As a storyteller, my mind usually works in the opposite direction. I fill in the gaps, expanding the story in my head. Obviously, this doesn’t happen all at once, but I’ve found that the longer something remains in my mind, the lengthier it gets.
For example, when I was a child in the 1980s, I saw Transformers, the movie (the animated one, AKA the good one). I did not see it again for decades.
Transformers had some truly epic moments – the death of Optimus Prime, Starscream’s final betrayal of Megatron, the coming of Unicron, and of course, “Light our darkest hour!” But when I watched the movie for only the second time, decades after the first… I was shocked to discover that these epic moments came quickly, with almost no downtime between them, connected only by more rapid-fire action scenes.
I was confused.
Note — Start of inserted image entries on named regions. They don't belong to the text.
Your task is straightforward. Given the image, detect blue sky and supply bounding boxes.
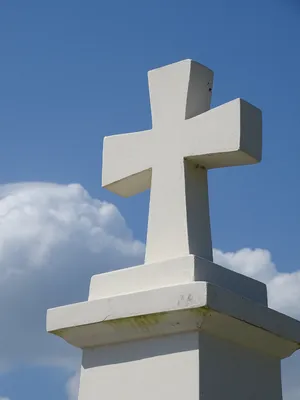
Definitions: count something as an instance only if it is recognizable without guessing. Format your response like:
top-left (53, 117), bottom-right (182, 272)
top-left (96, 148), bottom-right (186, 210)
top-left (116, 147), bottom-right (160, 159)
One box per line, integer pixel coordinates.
top-left (0, 0), bottom-right (300, 400)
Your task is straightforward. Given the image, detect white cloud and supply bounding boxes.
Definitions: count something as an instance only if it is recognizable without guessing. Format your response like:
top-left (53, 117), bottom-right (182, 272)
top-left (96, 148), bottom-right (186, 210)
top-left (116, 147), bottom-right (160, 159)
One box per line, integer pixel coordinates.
top-left (214, 249), bottom-right (300, 400)
top-left (0, 183), bottom-right (300, 400)
top-left (0, 183), bottom-right (144, 369)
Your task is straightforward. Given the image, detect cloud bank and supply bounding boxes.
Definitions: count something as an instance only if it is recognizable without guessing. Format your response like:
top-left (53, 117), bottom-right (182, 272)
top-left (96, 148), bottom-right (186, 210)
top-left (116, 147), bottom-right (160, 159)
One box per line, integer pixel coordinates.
top-left (0, 183), bottom-right (300, 400)
top-left (0, 183), bottom-right (144, 369)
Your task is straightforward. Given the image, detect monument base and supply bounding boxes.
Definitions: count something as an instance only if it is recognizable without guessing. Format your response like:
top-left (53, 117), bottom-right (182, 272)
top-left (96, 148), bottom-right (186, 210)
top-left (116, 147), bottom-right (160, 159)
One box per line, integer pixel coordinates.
top-left (47, 256), bottom-right (300, 400)
top-left (79, 332), bottom-right (282, 400)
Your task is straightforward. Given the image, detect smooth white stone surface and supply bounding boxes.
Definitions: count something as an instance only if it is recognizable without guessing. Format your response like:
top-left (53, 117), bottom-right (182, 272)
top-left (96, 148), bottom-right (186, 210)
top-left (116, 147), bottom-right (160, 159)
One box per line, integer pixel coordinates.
top-left (47, 282), bottom-right (300, 358)
top-left (79, 332), bottom-right (282, 400)
top-left (89, 255), bottom-right (268, 306)
top-left (102, 60), bottom-right (262, 263)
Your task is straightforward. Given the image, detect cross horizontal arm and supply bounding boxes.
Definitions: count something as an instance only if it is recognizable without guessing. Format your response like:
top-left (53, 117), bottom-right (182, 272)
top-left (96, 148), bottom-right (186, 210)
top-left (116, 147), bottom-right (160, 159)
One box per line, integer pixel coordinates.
top-left (102, 131), bottom-right (151, 197)
top-left (183, 99), bottom-right (262, 169)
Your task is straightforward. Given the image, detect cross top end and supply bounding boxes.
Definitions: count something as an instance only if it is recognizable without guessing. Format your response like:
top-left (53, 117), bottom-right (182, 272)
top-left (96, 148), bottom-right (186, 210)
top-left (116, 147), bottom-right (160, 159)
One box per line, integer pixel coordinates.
top-left (102, 60), bottom-right (262, 262)
top-left (148, 60), bottom-right (213, 127)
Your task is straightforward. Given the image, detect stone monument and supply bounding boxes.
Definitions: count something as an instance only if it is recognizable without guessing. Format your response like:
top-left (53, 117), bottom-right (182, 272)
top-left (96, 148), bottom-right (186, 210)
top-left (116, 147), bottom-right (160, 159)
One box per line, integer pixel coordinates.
top-left (47, 60), bottom-right (300, 400)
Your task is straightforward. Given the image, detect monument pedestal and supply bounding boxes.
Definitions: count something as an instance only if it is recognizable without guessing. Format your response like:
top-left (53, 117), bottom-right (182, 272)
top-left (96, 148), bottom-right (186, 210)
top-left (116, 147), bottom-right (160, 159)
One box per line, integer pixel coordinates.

This wasn’t how I remembered it. I remembered a sprawling epic story that contained soaring emotional moments. Had the movie been edited heavily before its release on home video? No. My memories were wrong. Or, rather, my mind had been adding to them over the years.
As best as I can tell, my story-loving and story-telling mind loved the great moments of the movie, and loved even more the greater types of story moments that the animated movie was attempting to replicate. So over the years, my memory of the movie became expanded, as I “remembered” how I wanted the movie to be.
What does this mean? I believe that deep down, we all long for epic stories. We all want to read/see stories that move us, that inspire us, that thrill our hearts. Some of us just take it a step further – by coming up with those stories ourselves. Or, when an existing story isn’t quite good enough… expanding it in our imaginations, making it become the story we wanted all along.